Token savings are tracked per-session and reported by the `health` tool. Skeptical? Run a session with SymForge, check `health` for cumulative savings, then try the same tasks with raw file reads and compare. The numbers speak for themselves on any codebase.
## Tools
24 unique tools + 7 backward-compatible aliases, organized by workflow stage. Edit tools accept symbol names — no need to read files first.
### Orientation
| Tool | Purpose |
|------|---------|
| `health` | Index status, file counts, load time, watcher state, session token savings, git temporal status |
| `get_repo_map` | Start here. Adjustable detail: compact overview (~500 tokens), `detail='full'` for complete symbol outline, `detail='tree'` for browsable file tree with symbol counts |
| `explore` | Concept-driven exploration — "how does authentication work?" returns related symbols, patterns, and files. Multi-term queries score symbols by how many terms match. Set `depth=2` for signatures and dependents, `depth=3` for implementations and type chains |
### Reading Code
| Tool | Purpose |
|------|---------|
| `get_file_content` | Read files with line ranges, `around_line`, `around_match`, `around_symbol`, or chunked paging |
| `get_file_context` | Rich file summary: symbol outline, imports, consumers, references, git activity. Use `sections=['outline']` for symbol-only outline |
| `get_symbol` | Look up symbol(s) by file path and name. Single mode or batch mode with `targets[]` array for multiple symbols or byte-range code slices |
| `get_symbol_context` | Three modes: (1) Default — definition + callers + callees + type usages. (2) `bundle=true` — symbol body + all referenced type definitions, resolved recursively. (3) `sections=[...]` — trace analysis with dependents, siblings, implementations, git activity. Supports `verbosity` levels (`signature`, `compact`, `full`) |
### Searching
| Tool | Purpose |
|------|---------|
| `search_symbols` | Find symbols by name, filtered by kind/language/path/scope |
| `search_text` | Full-text search with enclosing symbol context, `group_by` modes, `follow_refs` for inline callers. Set `ranked=true` for semantic re-ranking by caller connectivity, git churn, and symbol kind. Auto-corrects double-escaped regex patterns common in LLM tool calls |
| `search_files` | Ranked file path discovery. `changed_with=path` for git co-change coupling. `resolve=true` for exact path resolution from partial hints |
### References and Dependencies
| Tool | Purpose |
|------|---------|
| `find_references` | Two modes: (1) Default — call sites, imports, type usages grouped by file. (2) `mode='implementations'` — trait/interface implementors bidirectionally with `direction` control |
| `find_dependents` | File-level dependency graph — which files import the given file.
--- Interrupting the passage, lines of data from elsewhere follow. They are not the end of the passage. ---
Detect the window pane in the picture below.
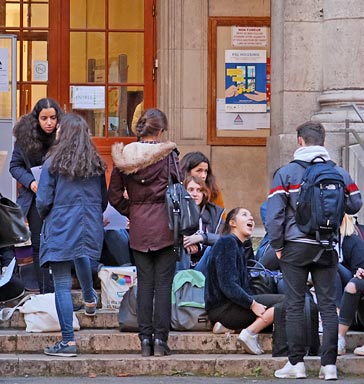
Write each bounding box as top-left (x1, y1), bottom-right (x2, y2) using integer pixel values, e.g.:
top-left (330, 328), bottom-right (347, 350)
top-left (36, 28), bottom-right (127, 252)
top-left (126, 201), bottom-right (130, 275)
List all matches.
top-left (109, 32), bottom-right (144, 83)
top-left (23, 1), bottom-right (48, 28)
top-left (108, 87), bottom-right (143, 136)
top-left (5, 4), bottom-right (20, 27)
top-left (109, 0), bottom-right (144, 29)
top-left (70, 0), bottom-right (104, 28)
top-left (70, 32), bottom-right (105, 83)
top-left (70, 85), bottom-right (105, 137)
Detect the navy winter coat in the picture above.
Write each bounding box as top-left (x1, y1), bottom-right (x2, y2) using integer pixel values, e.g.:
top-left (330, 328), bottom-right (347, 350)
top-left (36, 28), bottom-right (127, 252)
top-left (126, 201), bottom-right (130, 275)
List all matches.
top-left (36, 159), bottom-right (107, 265)
top-left (9, 142), bottom-right (48, 216)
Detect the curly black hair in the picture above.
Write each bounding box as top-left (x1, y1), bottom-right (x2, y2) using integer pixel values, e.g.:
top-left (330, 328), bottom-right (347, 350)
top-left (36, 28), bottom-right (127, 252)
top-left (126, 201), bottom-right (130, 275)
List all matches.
top-left (48, 113), bottom-right (106, 179)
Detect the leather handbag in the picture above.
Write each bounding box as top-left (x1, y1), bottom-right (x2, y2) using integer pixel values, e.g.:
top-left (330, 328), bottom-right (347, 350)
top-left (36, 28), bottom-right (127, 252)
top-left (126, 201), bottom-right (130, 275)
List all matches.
top-left (0, 193), bottom-right (30, 248)
top-left (166, 155), bottom-right (200, 260)
top-left (118, 285), bottom-right (139, 332)
top-left (247, 259), bottom-right (282, 295)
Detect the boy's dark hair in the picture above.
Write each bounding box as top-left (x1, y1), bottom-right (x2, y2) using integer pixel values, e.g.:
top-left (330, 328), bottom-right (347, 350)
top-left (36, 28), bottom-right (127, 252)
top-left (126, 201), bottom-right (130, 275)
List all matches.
top-left (296, 121), bottom-right (325, 146)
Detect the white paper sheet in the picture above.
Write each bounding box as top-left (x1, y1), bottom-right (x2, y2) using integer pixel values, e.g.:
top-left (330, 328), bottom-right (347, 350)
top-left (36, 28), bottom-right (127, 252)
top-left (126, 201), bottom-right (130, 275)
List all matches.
top-left (104, 204), bottom-right (129, 229)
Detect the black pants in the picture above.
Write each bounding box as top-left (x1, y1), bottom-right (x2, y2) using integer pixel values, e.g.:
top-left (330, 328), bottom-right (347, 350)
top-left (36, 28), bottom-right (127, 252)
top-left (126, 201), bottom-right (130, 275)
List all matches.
top-left (279, 242), bottom-right (338, 366)
top-left (133, 246), bottom-right (177, 341)
top-left (208, 294), bottom-right (284, 330)
top-left (339, 277), bottom-right (364, 327)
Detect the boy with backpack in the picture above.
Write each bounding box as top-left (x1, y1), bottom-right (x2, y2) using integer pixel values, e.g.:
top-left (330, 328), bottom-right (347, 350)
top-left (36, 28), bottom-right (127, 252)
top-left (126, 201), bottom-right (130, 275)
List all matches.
top-left (266, 121), bottom-right (362, 380)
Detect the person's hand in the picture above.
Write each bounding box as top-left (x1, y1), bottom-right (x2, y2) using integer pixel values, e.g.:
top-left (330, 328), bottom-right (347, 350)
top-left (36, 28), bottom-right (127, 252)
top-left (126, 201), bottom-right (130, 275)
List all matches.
top-left (30, 180), bottom-right (38, 193)
top-left (186, 244), bottom-right (199, 255)
top-left (354, 268), bottom-right (364, 280)
top-left (250, 300), bottom-right (267, 320)
top-left (244, 91), bottom-right (267, 101)
top-left (183, 233), bottom-right (203, 248)
top-left (225, 85), bottom-right (238, 97)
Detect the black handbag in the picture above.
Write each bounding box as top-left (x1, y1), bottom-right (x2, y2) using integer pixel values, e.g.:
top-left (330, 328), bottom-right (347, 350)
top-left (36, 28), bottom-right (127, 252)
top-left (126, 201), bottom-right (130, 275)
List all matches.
top-left (166, 155), bottom-right (200, 257)
top-left (118, 285), bottom-right (139, 332)
top-left (0, 193), bottom-right (30, 248)
top-left (247, 259), bottom-right (282, 295)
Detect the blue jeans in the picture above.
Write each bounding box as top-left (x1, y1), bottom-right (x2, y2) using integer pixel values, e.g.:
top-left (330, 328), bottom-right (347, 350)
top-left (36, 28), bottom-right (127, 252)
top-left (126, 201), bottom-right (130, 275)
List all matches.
top-left (279, 242), bottom-right (338, 366)
top-left (104, 229), bottom-right (131, 266)
top-left (50, 257), bottom-right (97, 343)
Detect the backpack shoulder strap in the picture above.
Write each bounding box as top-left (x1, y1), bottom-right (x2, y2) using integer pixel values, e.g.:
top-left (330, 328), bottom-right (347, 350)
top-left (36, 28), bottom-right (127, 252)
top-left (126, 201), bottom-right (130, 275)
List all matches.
top-left (291, 160), bottom-right (312, 168)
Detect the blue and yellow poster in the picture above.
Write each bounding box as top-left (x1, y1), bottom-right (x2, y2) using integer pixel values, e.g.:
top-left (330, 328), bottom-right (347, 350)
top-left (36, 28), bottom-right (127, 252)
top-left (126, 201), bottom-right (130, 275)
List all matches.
top-left (225, 50), bottom-right (267, 112)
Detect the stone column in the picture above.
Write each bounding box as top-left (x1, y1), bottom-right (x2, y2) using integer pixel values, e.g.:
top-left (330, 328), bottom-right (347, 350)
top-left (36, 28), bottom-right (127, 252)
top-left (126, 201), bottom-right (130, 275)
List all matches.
top-left (267, 0), bottom-right (364, 182)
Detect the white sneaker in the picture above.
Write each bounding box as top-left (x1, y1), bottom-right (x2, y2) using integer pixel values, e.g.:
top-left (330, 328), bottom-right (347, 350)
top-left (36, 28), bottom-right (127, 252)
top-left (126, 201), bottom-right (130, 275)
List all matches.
top-left (274, 361), bottom-right (307, 379)
top-left (237, 329), bottom-right (264, 355)
top-left (337, 335), bottom-right (346, 356)
top-left (319, 364), bottom-right (337, 380)
top-left (354, 345), bottom-right (364, 356)
top-left (212, 321), bottom-right (234, 334)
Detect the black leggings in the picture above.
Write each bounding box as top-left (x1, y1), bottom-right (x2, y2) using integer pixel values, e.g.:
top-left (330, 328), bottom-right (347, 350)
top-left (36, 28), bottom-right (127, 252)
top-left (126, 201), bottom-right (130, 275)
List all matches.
top-left (208, 294), bottom-right (284, 330)
top-left (339, 277), bottom-right (364, 327)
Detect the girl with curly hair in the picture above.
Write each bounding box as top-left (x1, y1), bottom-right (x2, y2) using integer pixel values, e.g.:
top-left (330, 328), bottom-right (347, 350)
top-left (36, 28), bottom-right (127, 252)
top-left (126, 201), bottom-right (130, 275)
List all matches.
top-left (36, 113), bottom-right (107, 357)
top-left (9, 98), bottom-right (63, 293)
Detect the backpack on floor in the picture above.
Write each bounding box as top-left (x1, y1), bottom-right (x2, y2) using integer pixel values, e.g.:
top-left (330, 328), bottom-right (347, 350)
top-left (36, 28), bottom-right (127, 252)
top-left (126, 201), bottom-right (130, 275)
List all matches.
top-left (293, 156), bottom-right (345, 249)
top-left (118, 285), bottom-right (139, 332)
top-left (171, 269), bottom-right (212, 331)
top-left (272, 293), bottom-right (320, 357)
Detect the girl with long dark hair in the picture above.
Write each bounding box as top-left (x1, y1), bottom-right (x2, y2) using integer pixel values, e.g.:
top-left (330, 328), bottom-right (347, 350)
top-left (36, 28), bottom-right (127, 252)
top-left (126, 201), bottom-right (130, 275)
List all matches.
top-left (9, 98), bottom-right (63, 293)
top-left (36, 113), bottom-right (107, 356)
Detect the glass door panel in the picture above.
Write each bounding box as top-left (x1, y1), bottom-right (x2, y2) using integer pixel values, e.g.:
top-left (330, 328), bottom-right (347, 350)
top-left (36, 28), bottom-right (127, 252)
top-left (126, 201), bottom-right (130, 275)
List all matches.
top-left (109, 32), bottom-right (144, 83)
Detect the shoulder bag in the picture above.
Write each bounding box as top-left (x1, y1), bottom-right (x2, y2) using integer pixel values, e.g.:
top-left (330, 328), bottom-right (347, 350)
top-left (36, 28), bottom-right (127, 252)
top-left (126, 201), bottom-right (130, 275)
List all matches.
top-left (0, 193), bottom-right (30, 248)
top-left (166, 153), bottom-right (200, 259)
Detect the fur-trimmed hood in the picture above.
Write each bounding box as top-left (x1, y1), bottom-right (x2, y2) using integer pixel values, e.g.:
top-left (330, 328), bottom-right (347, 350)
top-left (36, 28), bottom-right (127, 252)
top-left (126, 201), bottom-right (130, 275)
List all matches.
top-left (112, 141), bottom-right (177, 175)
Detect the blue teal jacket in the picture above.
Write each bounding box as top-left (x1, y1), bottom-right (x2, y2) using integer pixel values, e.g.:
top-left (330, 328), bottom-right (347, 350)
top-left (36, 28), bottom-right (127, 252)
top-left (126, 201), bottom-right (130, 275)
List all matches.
top-left (205, 234), bottom-right (254, 311)
top-left (36, 159), bottom-right (107, 265)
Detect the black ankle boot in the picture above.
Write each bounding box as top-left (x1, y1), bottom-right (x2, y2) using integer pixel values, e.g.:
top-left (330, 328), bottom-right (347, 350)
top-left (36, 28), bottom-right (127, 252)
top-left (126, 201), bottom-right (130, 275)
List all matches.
top-left (141, 339), bottom-right (153, 357)
top-left (154, 339), bottom-right (171, 357)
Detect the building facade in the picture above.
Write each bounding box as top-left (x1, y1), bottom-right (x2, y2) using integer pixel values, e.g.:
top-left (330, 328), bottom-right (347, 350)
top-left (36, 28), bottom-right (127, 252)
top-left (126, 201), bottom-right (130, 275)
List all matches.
top-left (0, 0), bottom-right (364, 226)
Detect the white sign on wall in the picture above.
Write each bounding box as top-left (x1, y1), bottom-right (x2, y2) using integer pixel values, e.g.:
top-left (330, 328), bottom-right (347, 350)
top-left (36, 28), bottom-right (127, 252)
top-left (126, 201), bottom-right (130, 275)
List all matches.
top-left (33, 60), bottom-right (48, 81)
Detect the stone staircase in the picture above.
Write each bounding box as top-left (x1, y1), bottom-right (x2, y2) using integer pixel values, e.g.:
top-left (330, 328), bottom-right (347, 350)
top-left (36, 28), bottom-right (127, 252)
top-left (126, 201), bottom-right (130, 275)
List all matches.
top-left (0, 291), bottom-right (364, 377)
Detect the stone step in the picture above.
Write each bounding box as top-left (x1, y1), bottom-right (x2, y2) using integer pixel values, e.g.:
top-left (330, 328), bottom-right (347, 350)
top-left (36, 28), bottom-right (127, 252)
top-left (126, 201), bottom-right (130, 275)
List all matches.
top-left (0, 329), bottom-right (364, 356)
top-left (0, 353), bottom-right (364, 378)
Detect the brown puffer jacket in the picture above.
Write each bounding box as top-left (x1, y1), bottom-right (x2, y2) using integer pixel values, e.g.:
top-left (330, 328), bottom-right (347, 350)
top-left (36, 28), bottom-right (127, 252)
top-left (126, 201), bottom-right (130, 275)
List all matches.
top-left (108, 142), bottom-right (178, 252)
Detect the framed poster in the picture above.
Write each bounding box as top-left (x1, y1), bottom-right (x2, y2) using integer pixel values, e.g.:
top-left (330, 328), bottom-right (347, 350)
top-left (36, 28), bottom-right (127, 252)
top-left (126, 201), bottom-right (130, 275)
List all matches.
top-left (208, 17), bottom-right (270, 146)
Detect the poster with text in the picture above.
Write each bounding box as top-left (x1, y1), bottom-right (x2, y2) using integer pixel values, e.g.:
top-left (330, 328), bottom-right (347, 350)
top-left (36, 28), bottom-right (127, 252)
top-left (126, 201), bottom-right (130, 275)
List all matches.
top-left (225, 50), bottom-right (267, 112)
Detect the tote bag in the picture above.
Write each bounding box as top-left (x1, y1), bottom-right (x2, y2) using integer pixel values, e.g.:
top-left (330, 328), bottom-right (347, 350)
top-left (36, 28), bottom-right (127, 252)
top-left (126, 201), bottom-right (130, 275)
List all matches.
top-left (19, 293), bottom-right (80, 332)
top-left (0, 193), bottom-right (30, 248)
top-left (98, 266), bottom-right (137, 309)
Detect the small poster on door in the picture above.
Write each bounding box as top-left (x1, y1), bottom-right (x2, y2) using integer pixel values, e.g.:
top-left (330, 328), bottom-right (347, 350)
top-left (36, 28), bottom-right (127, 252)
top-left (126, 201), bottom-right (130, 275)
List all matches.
top-left (0, 48), bottom-right (9, 92)
top-left (33, 60), bottom-right (48, 81)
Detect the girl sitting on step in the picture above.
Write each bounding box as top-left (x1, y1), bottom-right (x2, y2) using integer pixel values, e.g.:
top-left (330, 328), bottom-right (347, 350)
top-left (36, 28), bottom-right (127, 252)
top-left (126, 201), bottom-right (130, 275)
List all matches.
top-left (205, 207), bottom-right (284, 355)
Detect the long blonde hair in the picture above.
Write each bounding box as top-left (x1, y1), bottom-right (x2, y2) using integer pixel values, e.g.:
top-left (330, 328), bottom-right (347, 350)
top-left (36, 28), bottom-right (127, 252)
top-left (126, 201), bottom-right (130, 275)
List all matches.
top-left (340, 213), bottom-right (356, 237)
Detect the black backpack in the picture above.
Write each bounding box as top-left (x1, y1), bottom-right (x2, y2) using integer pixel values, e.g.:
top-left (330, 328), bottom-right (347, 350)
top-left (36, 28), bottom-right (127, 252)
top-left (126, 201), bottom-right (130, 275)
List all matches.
top-left (293, 156), bottom-right (346, 249)
top-left (272, 292), bottom-right (320, 357)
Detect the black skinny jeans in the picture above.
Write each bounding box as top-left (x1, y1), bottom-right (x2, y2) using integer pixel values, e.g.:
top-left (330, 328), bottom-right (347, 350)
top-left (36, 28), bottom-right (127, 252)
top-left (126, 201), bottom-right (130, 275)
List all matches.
top-left (133, 246), bottom-right (177, 341)
top-left (208, 294), bottom-right (284, 331)
top-left (279, 242), bottom-right (338, 366)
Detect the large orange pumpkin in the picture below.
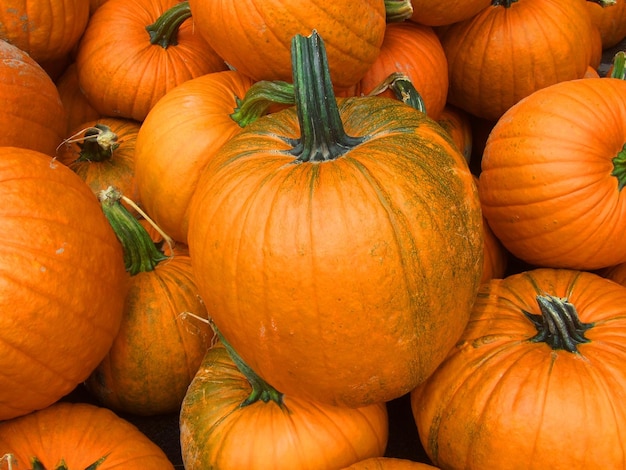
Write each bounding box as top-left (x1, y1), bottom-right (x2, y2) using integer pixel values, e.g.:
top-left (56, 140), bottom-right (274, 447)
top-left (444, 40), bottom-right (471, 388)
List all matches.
top-left (76, 0), bottom-right (227, 121)
top-left (0, 402), bottom-right (174, 470)
top-left (0, 0), bottom-right (89, 63)
top-left (0, 147), bottom-right (126, 420)
top-left (411, 268), bottom-right (626, 470)
top-left (479, 78), bottom-right (626, 269)
top-left (189, 34), bottom-right (483, 406)
top-left (0, 40), bottom-right (66, 156)
top-left (180, 336), bottom-right (388, 470)
top-left (189, 0), bottom-right (386, 88)
top-left (441, 0), bottom-right (594, 120)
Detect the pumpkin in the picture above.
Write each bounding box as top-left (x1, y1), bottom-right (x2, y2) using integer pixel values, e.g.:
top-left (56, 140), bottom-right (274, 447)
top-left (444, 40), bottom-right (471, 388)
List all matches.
top-left (0, 147), bottom-right (125, 420)
top-left (76, 0), bottom-right (227, 121)
top-left (0, 402), bottom-right (174, 470)
top-left (410, 0), bottom-right (491, 26)
top-left (189, 0), bottom-right (386, 88)
top-left (411, 268), bottom-right (626, 470)
top-left (0, 40), bottom-right (66, 156)
top-left (336, 22), bottom-right (448, 120)
top-left (0, 0), bottom-right (89, 63)
top-left (57, 117), bottom-right (141, 204)
top-left (440, 0), bottom-right (593, 120)
top-left (135, 70), bottom-right (293, 243)
top-left (180, 333), bottom-right (388, 470)
top-left (587, 0), bottom-right (626, 49)
top-left (343, 457), bottom-right (437, 470)
top-left (55, 62), bottom-right (102, 136)
top-left (85, 188), bottom-right (213, 416)
top-left (188, 33), bottom-right (483, 406)
top-left (479, 78), bottom-right (626, 270)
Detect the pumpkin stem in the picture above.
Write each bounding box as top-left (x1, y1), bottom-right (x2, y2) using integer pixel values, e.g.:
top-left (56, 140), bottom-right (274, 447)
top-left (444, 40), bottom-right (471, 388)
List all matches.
top-left (287, 30), bottom-right (367, 163)
top-left (28, 454), bottom-right (108, 470)
top-left (210, 320), bottom-right (284, 408)
top-left (146, 1), bottom-right (191, 49)
top-left (230, 80), bottom-right (295, 127)
top-left (609, 51), bottom-right (626, 80)
top-left (385, 0), bottom-right (413, 23)
top-left (367, 72), bottom-right (426, 114)
top-left (98, 186), bottom-right (167, 276)
top-left (524, 294), bottom-right (593, 353)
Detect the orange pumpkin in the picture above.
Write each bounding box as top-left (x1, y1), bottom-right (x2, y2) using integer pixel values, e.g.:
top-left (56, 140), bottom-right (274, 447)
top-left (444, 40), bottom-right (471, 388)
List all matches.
top-left (336, 22), bottom-right (448, 120)
top-left (180, 336), bottom-right (388, 470)
top-left (85, 188), bottom-right (213, 416)
top-left (411, 268), bottom-right (626, 470)
top-left (76, 0), bottom-right (227, 121)
top-left (189, 0), bottom-right (386, 88)
top-left (0, 402), bottom-right (174, 470)
top-left (0, 0), bottom-right (89, 63)
top-left (441, 0), bottom-right (593, 120)
top-left (189, 34), bottom-right (483, 406)
top-left (479, 78), bottom-right (626, 270)
top-left (0, 40), bottom-right (66, 156)
top-left (0, 147), bottom-right (126, 420)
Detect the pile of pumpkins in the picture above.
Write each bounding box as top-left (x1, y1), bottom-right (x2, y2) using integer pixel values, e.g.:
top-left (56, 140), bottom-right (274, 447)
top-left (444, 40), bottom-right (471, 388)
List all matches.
top-left (0, 0), bottom-right (626, 470)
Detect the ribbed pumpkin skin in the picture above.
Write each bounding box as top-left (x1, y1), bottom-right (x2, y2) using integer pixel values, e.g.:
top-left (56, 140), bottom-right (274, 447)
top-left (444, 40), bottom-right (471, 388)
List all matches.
top-left (0, 147), bottom-right (126, 420)
top-left (337, 22), bottom-right (448, 120)
top-left (0, 41), bottom-right (66, 156)
top-left (343, 457), bottom-right (437, 470)
top-left (0, 402), bottom-right (174, 470)
top-left (76, 0), bottom-right (226, 121)
top-left (189, 0), bottom-right (385, 88)
top-left (189, 97), bottom-right (483, 406)
top-left (441, 0), bottom-right (593, 120)
top-left (479, 78), bottom-right (626, 270)
top-left (180, 343), bottom-right (388, 470)
top-left (86, 246), bottom-right (213, 416)
top-left (411, 269), bottom-right (626, 470)
top-left (57, 117), bottom-right (141, 204)
top-left (0, 0), bottom-right (89, 62)
top-left (135, 70), bottom-right (253, 243)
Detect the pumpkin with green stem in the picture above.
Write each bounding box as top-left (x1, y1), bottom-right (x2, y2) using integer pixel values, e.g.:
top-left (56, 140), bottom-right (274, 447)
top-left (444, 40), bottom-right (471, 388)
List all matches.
top-left (479, 61), bottom-right (626, 270)
top-left (411, 268), bottom-right (626, 470)
top-left (85, 187), bottom-right (213, 416)
top-left (189, 33), bottom-right (483, 406)
top-left (180, 324), bottom-right (388, 470)
top-left (0, 402), bottom-right (174, 470)
top-left (76, 0), bottom-right (227, 121)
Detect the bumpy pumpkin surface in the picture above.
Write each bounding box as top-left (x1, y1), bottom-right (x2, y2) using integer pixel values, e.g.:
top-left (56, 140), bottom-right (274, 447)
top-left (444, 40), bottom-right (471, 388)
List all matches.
top-left (189, 32), bottom-right (483, 406)
top-left (0, 147), bottom-right (126, 420)
top-left (411, 268), bottom-right (626, 470)
top-left (0, 402), bottom-right (174, 470)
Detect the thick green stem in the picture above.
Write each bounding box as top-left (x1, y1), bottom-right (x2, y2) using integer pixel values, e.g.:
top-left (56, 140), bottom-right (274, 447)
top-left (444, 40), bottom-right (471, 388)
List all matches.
top-left (146, 1), bottom-right (191, 49)
top-left (212, 323), bottom-right (283, 407)
top-left (385, 0), bottom-right (413, 23)
top-left (98, 186), bottom-right (167, 276)
top-left (289, 31), bottom-right (367, 163)
top-left (76, 124), bottom-right (120, 162)
top-left (230, 80), bottom-right (295, 127)
top-left (524, 294), bottom-right (593, 353)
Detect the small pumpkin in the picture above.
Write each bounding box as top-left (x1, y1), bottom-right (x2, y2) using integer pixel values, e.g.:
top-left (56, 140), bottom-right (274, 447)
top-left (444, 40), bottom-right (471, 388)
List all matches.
top-left (179, 332), bottom-right (388, 470)
top-left (76, 0), bottom-right (227, 121)
top-left (411, 268), bottom-right (626, 470)
top-left (189, 0), bottom-right (386, 88)
top-left (188, 33), bottom-right (483, 406)
top-left (0, 402), bottom-right (174, 470)
top-left (0, 40), bottom-right (66, 156)
top-left (85, 187), bottom-right (213, 416)
top-left (479, 72), bottom-right (626, 270)
top-left (440, 0), bottom-right (594, 120)
top-left (0, 147), bottom-right (126, 420)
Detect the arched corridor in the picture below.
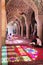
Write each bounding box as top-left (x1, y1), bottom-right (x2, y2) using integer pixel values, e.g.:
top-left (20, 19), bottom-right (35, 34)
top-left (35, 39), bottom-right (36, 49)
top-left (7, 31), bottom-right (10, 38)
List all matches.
top-left (0, 0), bottom-right (43, 65)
Supports Mermaid/Graphviz output |
| `inspect_match` | Deep-dive a `search_text` match — full symbol context with callers and type dependencies |
### Git Intelligence
| Tool | Purpose |
|------|---------|
| `what_changed` | Files changed since a timestamp, git ref, or uncommitted. Filter with `path_prefix`, `language`, or `code_only=true` to exclude non-source files |
| `analyze_file_impact` | Re-read a file from disk, update the index, report symbol-level impact. Set `include_co_changes=true` for git temporal coupling data |
| `diff_symbols` | Symbol-level diff between git refs — added, removed, and modified symbols per file. Filter by `language` or `path_prefix` |
### Editing — Single Symbol
| Tool | Purpose |
|------|---------|
| `replace_symbol_body` | Replace a symbol's entire definition by name. Includes attached doc comments. Auto-indents. Reports stale references on signature changes |
| `insert_symbol` | Insert code before or after a named symbol. Set `position='before'` or `'after'` (default). Inserts above doc comments when targeting a documented symbol. Auto-indented |
| `delete_symbol` | Remove a symbol and its attached doc comments entirely by name. Cleans up surrounding blank lines |
| `edit_within_symbol` | Find-and-replace scoped to a symbol's byte range (including doc comments) — won't affect code outside it |
### Editing — Batch Operations
| Tool | Purpose |
|------|---------|
| `batch_edit` | Apply multiple symbol-addressed edits atomically across files. All symbols validated before any writes. Overlap detection includes doc comment ranges |
| `batch_rename` | Rename a symbol and update all references project-wide — uses indexed references plus supplemental literal scan to catch path-qualified usages like `Type::new()` |
| `batch_insert` | Insert the same code before/after multiple symbols across files |
### Indexing
| Tool | Purpose |
|------|---------|
| `index_folder` | Reindex a directory from scratch. Use when switching projects |
## Edit Tools — How They Work
Edit tools accept **symbol names** instead of raw file content. The server resolves byte positions via the index, splices the new content, writes atomically (temp + rename), and re-indexes the file — all in one tool call.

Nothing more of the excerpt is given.